We look for the floating IP ID

$ openstack floating ip list

And for the ID of the port associated to the server

$ nova interface-list server1

Finally, we associate the port to the floating IP

$ openstack floating ip set --port 5f798f30-d78b-4da2-95a4-7785aeeb6016 \
c617ec29-3b64-45b3-b32b-4b74b6a1804d

After this, you should be able to ping and access the VM from your undercloud using its floating IP.

Some basic debugging tools

There is not a single way to debug Neutron. It depends on your preferences. Depending on the complexity, you might want to check PDB or remote PDB, a wrapper that uses a tcp socket to comunicate with the external world.

Sometimes, adding logs might be enough for debugging purposes. If you want to check the logs in Devstack, use:

$ journalctl -u devstack@q-svc.service

If you are running the unit tests and want to debug those, you should enter the virtual environment created and execute stestr from there, otherwise you won’t be able to correctly work with the debugging tool:

source .tox/py38/bin/activate
stestr run -n <test path>

I won’t go into the details regarding the code because the codebase is huge and therefore the explanation would change depending on the fix you need to do. Nevertheless, there are some tools that will make your life easier when confronting the code at first:

• To search keywords within the Neutron Code I use ripgrep or grep.
• To search across the Openstack environment you can use the Hound code searcher. It will help in case you need to see how an object is used by different components, or see related files from other related repositories like neutron-tempest-plugins, which contains Neutron scenario tests.

Running the tests

Once you think you have the solution to the problem, you must ensure the code is correct before uploading it. If possible, also create at least a unit test that ensures your change will stay functional over time. Before writing your unit tests, read this post by Otherwiseguy on how NOT to write Python unit tests. It will help you creating better code on the long run.

The official documentation will provide up-to-date information on how to check your code. Tox is the main tool that provides a compilation of syntax, unit and functional tests. To ensure the syntax of your code is correct, you must run tox -e pep8. Unit tests must also pass successfully: tox -e py38 (the number next to py indicates the python version you want to use for testing). Finally, it is also nice to ensure functional tests are working as expected. In the Docs you will find functional and dsvm-functional. The latter is the one we need to check tox -e dsvm-functional. As advised, please use Devstack within a VM to execute those.

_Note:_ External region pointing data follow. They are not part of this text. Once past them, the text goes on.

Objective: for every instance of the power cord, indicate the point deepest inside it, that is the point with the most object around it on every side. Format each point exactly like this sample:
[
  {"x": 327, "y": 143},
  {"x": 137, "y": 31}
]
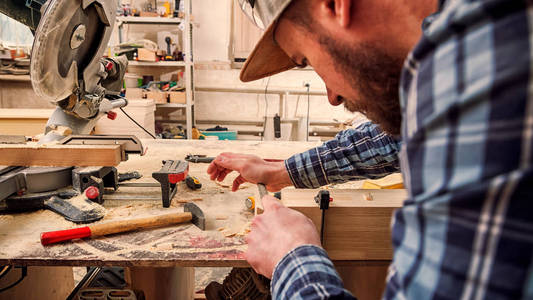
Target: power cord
[
  {"x": 307, "y": 85},
  {"x": 24, "y": 272},
  {"x": 140, "y": 126},
  {"x": 4, "y": 271},
  {"x": 266, "y": 108}
]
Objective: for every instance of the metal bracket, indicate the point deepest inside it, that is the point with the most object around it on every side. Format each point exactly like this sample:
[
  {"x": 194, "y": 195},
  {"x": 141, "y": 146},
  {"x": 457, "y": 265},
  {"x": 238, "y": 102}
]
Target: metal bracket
[
  {"x": 172, "y": 172},
  {"x": 99, "y": 177}
]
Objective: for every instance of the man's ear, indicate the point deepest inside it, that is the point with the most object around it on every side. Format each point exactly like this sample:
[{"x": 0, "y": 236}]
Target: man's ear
[{"x": 339, "y": 10}]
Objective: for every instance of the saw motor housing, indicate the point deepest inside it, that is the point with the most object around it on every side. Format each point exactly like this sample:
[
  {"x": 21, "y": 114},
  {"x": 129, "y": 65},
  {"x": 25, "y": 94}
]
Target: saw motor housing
[{"x": 67, "y": 67}]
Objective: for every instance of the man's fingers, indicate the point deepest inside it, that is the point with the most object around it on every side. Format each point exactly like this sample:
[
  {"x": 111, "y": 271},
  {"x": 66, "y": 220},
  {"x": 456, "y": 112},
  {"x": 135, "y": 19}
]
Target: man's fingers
[
  {"x": 212, "y": 168},
  {"x": 222, "y": 174},
  {"x": 237, "y": 182},
  {"x": 270, "y": 203}
]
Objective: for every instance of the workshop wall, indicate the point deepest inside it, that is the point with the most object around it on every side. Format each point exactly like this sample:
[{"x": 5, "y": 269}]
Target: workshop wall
[{"x": 211, "y": 41}]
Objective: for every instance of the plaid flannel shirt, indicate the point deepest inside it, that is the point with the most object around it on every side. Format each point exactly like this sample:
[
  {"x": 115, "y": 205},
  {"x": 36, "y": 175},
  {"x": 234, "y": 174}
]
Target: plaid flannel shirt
[{"x": 466, "y": 229}]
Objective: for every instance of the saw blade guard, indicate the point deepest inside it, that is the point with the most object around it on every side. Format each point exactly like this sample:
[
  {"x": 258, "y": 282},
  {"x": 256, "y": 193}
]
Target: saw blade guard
[{"x": 68, "y": 45}]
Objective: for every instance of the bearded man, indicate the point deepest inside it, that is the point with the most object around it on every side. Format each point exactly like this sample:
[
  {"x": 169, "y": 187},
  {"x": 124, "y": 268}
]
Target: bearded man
[{"x": 448, "y": 86}]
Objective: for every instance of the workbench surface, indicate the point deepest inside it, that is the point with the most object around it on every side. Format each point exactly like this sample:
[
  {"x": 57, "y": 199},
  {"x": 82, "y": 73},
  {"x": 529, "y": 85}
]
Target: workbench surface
[{"x": 180, "y": 245}]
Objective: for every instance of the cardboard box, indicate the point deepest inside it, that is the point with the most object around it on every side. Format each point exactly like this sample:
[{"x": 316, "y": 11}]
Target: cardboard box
[
  {"x": 148, "y": 14},
  {"x": 146, "y": 55},
  {"x": 177, "y": 97},
  {"x": 157, "y": 96}
]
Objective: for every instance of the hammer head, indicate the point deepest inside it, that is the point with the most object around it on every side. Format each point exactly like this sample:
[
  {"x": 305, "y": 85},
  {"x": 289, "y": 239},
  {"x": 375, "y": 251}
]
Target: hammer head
[{"x": 198, "y": 217}]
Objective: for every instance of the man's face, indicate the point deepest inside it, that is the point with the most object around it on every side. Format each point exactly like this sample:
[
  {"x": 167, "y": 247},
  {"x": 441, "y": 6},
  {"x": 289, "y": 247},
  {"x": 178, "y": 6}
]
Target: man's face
[{"x": 361, "y": 75}]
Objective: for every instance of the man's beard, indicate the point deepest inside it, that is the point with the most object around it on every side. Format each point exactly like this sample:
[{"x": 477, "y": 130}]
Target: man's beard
[{"x": 376, "y": 76}]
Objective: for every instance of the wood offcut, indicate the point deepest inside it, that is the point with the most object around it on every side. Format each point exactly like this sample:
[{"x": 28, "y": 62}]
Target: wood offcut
[{"x": 61, "y": 155}]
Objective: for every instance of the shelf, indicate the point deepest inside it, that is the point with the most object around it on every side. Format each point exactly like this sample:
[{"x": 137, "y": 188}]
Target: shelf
[
  {"x": 156, "y": 64},
  {"x": 148, "y": 20},
  {"x": 260, "y": 90},
  {"x": 172, "y": 105}
]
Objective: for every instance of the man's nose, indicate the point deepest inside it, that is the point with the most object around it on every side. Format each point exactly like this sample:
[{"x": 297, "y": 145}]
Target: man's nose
[{"x": 334, "y": 99}]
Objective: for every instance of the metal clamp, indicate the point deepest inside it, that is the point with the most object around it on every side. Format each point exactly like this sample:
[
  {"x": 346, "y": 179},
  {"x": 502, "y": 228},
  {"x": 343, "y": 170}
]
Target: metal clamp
[
  {"x": 172, "y": 172},
  {"x": 323, "y": 199}
]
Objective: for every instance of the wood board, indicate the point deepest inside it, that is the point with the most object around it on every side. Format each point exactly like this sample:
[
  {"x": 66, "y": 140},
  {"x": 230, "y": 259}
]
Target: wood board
[
  {"x": 355, "y": 228},
  {"x": 61, "y": 155},
  {"x": 23, "y": 121}
]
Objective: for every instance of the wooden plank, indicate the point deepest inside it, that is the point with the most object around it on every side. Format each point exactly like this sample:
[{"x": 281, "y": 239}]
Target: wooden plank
[
  {"x": 12, "y": 139},
  {"x": 27, "y": 122},
  {"x": 355, "y": 228},
  {"x": 365, "y": 281},
  {"x": 60, "y": 155}
]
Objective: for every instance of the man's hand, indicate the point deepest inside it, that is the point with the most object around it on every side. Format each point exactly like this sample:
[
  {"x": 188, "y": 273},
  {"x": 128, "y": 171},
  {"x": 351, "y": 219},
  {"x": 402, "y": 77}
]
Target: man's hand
[
  {"x": 252, "y": 169},
  {"x": 276, "y": 232}
]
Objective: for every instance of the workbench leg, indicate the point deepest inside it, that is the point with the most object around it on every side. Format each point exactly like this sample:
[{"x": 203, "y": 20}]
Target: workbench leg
[
  {"x": 162, "y": 283},
  {"x": 41, "y": 283},
  {"x": 366, "y": 281}
]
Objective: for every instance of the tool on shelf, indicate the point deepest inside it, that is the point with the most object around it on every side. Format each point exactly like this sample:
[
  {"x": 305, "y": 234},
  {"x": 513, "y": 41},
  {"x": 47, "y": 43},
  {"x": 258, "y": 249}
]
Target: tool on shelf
[
  {"x": 323, "y": 199},
  {"x": 192, "y": 213}
]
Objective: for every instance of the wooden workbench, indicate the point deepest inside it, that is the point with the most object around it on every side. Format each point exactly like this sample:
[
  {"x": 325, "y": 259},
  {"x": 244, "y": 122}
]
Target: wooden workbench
[
  {"x": 183, "y": 245},
  {"x": 178, "y": 246}
]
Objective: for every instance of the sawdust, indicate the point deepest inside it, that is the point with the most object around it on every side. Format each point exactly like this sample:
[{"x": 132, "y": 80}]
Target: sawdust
[{"x": 20, "y": 235}]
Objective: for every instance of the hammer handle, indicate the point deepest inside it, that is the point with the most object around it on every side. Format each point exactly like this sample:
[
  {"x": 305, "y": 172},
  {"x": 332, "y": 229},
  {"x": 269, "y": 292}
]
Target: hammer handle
[
  {"x": 148, "y": 222},
  {"x": 52, "y": 237}
]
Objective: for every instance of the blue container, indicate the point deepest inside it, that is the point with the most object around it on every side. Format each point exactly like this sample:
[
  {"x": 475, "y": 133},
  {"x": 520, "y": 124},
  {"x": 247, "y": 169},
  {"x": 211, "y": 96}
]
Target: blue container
[{"x": 222, "y": 135}]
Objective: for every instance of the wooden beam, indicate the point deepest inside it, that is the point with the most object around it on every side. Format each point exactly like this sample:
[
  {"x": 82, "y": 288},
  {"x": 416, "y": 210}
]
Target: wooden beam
[
  {"x": 61, "y": 155},
  {"x": 27, "y": 122},
  {"x": 355, "y": 228}
]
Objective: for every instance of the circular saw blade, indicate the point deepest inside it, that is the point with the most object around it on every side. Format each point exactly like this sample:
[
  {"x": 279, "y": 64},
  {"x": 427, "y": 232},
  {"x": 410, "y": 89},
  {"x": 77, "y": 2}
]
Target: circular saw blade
[{"x": 66, "y": 40}]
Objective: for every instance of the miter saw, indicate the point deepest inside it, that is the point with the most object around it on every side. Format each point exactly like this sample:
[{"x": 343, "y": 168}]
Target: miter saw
[{"x": 68, "y": 70}]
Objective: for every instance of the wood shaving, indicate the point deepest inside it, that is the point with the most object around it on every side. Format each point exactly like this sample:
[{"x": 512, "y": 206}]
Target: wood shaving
[{"x": 222, "y": 185}]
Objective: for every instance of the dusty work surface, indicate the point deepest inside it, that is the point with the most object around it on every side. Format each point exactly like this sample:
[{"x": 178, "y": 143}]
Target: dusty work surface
[{"x": 222, "y": 244}]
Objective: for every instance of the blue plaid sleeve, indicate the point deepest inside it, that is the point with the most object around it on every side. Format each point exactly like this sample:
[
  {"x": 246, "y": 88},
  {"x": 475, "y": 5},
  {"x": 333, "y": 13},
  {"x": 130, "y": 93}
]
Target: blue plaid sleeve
[
  {"x": 354, "y": 154},
  {"x": 307, "y": 273}
]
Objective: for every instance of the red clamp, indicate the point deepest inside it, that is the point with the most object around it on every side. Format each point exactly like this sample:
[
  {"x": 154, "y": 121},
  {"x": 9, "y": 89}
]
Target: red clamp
[{"x": 109, "y": 66}]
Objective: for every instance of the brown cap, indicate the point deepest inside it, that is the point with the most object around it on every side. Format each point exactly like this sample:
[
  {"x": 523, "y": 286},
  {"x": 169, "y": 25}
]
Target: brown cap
[{"x": 267, "y": 58}]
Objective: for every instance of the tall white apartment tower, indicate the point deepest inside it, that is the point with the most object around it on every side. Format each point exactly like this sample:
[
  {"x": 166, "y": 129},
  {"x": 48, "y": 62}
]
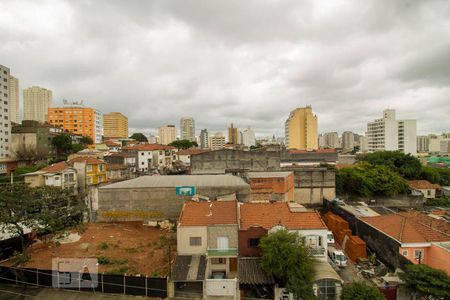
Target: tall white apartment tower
[
  {"x": 14, "y": 99},
  {"x": 5, "y": 122},
  {"x": 36, "y": 101},
  {"x": 389, "y": 134},
  {"x": 187, "y": 129}
]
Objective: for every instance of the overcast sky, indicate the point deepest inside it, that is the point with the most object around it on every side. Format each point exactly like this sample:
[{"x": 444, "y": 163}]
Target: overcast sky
[{"x": 246, "y": 62}]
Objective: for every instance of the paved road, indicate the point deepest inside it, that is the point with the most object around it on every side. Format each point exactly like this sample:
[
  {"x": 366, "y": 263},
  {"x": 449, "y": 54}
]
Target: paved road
[{"x": 13, "y": 292}]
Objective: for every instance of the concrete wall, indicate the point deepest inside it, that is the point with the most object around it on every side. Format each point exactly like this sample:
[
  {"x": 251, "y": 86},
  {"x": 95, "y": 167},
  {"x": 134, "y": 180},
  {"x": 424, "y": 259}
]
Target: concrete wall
[
  {"x": 230, "y": 231},
  {"x": 156, "y": 203},
  {"x": 183, "y": 244}
]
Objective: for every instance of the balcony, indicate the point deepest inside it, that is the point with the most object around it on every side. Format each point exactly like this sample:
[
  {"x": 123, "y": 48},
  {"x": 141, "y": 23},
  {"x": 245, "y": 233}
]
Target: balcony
[
  {"x": 319, "y": 251},
  {"x": 222, "y": 252}
]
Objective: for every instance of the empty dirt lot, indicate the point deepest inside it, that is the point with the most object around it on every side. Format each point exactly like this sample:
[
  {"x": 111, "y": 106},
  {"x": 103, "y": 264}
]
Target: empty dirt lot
[{"x": 120, "y": 248}]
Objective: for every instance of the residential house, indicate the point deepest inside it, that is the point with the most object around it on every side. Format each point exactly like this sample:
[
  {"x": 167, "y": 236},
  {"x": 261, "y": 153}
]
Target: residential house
[
  {"x": 425, "y": 188},
  {"x": 207, "y": 241},
  {"x": 271, "y": 186},
  {"x": 152, "y": 156},
  {"x": 60, "y": 174},
  {"x": 419, "y": 238}
]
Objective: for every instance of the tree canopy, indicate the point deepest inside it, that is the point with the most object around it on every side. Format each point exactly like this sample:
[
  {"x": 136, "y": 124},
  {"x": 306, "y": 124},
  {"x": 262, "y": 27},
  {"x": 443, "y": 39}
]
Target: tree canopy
[
  {"x": 139, "y": 137},
  {"x": 42, "y": 209},
  {"x": 285, "y": 257},
  {"x": 368, "y": 180},
  {"x": 405, "y": 164},
  {"x": 361, "y": 291},
  {"x": 183, "y": 144},
  {"x": 427, "y": 282}
]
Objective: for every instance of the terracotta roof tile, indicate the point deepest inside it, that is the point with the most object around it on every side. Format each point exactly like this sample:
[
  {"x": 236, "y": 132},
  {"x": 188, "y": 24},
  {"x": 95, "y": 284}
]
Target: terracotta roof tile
[
  {"x": 149, "y": 147},
  {"x": 411, "y": 227},
  {"x": 268, "y": 215},
  {"x": 422, "y": 185},
  {"x": 208, "y": 213},
  {"x": 88, "y": 159},
  {"x": 58, "y": 167}
]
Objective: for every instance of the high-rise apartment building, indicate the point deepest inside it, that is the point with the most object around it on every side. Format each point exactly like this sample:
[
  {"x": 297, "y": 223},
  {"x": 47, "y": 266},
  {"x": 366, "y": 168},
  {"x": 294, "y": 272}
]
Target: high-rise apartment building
[
  {"x": 75, "y": 118},
  {"x": 5, "y": 122},
  {"x": 187, "y": 129},
  {"x": 423, "y": 142},
  {"x": 204, "y": 141},
  {"x": 331, "y": 140},
  {"x": 233, "y": 136},
  {"x": 115, "y": 125},
  {"x": 301, "y": 129},
  {"x": 217, "y": 141},
  {"x": 348, "y": 140},
  {"x": 389, "y": 134},
  {"x": 14, "y": 100},
  {"x": 36, "y": 102},
  {"x": 167, "y": 134},
  {"x": 248, "y": 137}
]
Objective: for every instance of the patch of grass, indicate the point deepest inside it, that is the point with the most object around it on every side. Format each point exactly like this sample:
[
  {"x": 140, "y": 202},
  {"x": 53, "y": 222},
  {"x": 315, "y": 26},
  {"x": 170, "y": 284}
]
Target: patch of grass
[{"x": 103, "y": 246}]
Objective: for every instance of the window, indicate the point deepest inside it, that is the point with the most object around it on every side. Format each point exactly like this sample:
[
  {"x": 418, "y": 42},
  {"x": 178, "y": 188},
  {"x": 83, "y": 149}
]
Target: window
[
  {"x": 195, "y": 241},
  {"x": 253, "y": 242},
  {"x": 218, "y": 261},
  {"x": 222, "y": 242},
  {"x": 418, "y": 254}
]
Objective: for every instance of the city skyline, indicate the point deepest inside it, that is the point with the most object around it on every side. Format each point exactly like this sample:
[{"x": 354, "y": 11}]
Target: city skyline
[{"x": 218, "y": 75}]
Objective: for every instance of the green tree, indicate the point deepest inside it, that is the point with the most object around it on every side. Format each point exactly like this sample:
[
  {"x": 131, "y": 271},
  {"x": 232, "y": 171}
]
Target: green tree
[
  {"x": 183, "y": 144},
  {"x": 42, "y": 210},
  {"x": 427, "y": 282},
  {"x": 62, "y": 144},
  {"x": 139, "y": 137},
  {"x": 405, "y": 164},
  {"x": 361, "y": 291},
  {"x": 285, "y": 257}
]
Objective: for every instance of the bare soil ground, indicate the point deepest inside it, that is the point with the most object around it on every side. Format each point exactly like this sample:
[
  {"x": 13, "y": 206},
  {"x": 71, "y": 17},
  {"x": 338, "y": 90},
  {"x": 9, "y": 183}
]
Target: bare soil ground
[{"x": 120, "y": 248}]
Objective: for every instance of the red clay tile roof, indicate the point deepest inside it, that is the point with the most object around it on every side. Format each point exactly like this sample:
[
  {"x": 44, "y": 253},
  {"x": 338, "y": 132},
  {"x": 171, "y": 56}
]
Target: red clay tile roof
[
  {"x": 268, "y": 215},
  {"x": 208, "y": 213},
  {"x": 411, "y": 227},
  {"x": 149, "y": 147},
  {"x": 192, "y": 151},
  {"x": 423, "y": 185},
  {"x": 58, "y": 167},
  {"x": 88, "y": 159}
]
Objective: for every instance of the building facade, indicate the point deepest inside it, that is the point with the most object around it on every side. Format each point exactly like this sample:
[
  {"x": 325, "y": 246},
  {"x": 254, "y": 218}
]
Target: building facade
[
  {"x": 248, "y": 137},
  {"x": 187, "y": 129},
  {"x": 77, "y": 119},
  {"x": 216, "y": 141},
  {"x": 167, "y": 134},
  {"x": 301, "y": 129},
  {"x": 5, "y": 122},
  {"x": 36, "y": 103},
  {"x": 390, "y": 134},
  {"x": 14, "y": 100},
  {"x": 115, "y": 125},
  {"x": 233, "y": 135},
  {"x": 204, "y": 141}
]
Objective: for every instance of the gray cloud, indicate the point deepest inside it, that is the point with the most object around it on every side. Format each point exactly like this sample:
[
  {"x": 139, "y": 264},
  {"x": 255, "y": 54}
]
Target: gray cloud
[{"x": 246, "y": 62}]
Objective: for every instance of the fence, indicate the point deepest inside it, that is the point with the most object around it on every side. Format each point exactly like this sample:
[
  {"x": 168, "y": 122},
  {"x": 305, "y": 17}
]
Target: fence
[{"x": 118, "y": 284}]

If you want to check only a certain group of tests, Tox supports filtering, so you can do something like this for unit and functional tests:

tox -e py38 -- neutron.tests.unit.services.ovn_l3

Once you upload your changes, your code will also go through the Zuul gates, and further testing will be performed.

Uploading your change!

All projects in Openstack are managed using Gerrit, an extension to git that works a bit differently than what you might be used to in GitHub/GitLab. See more on how to set up your Gerrit account.

Instead of pull request, commits are reviewed individually (although they can be chained). Use git review to upload your changes. You do not need to have a branch dedicated, but it is a good practice to make the changes in a branch named after the bug you are solving. It is important that your commit message is clear and that the changes that are uploaded stick strictly to your intended changes.

Your commit will be then reviewed by the community, where each person can decide to +1 or -1 your commit. If your commit is -1’d, you will get information on why that person decided your commit was not yet ready to be merged. Core reviewers can give you +2, and when at least 2 core reviewers give your commit +2, your code will be ready to be merged!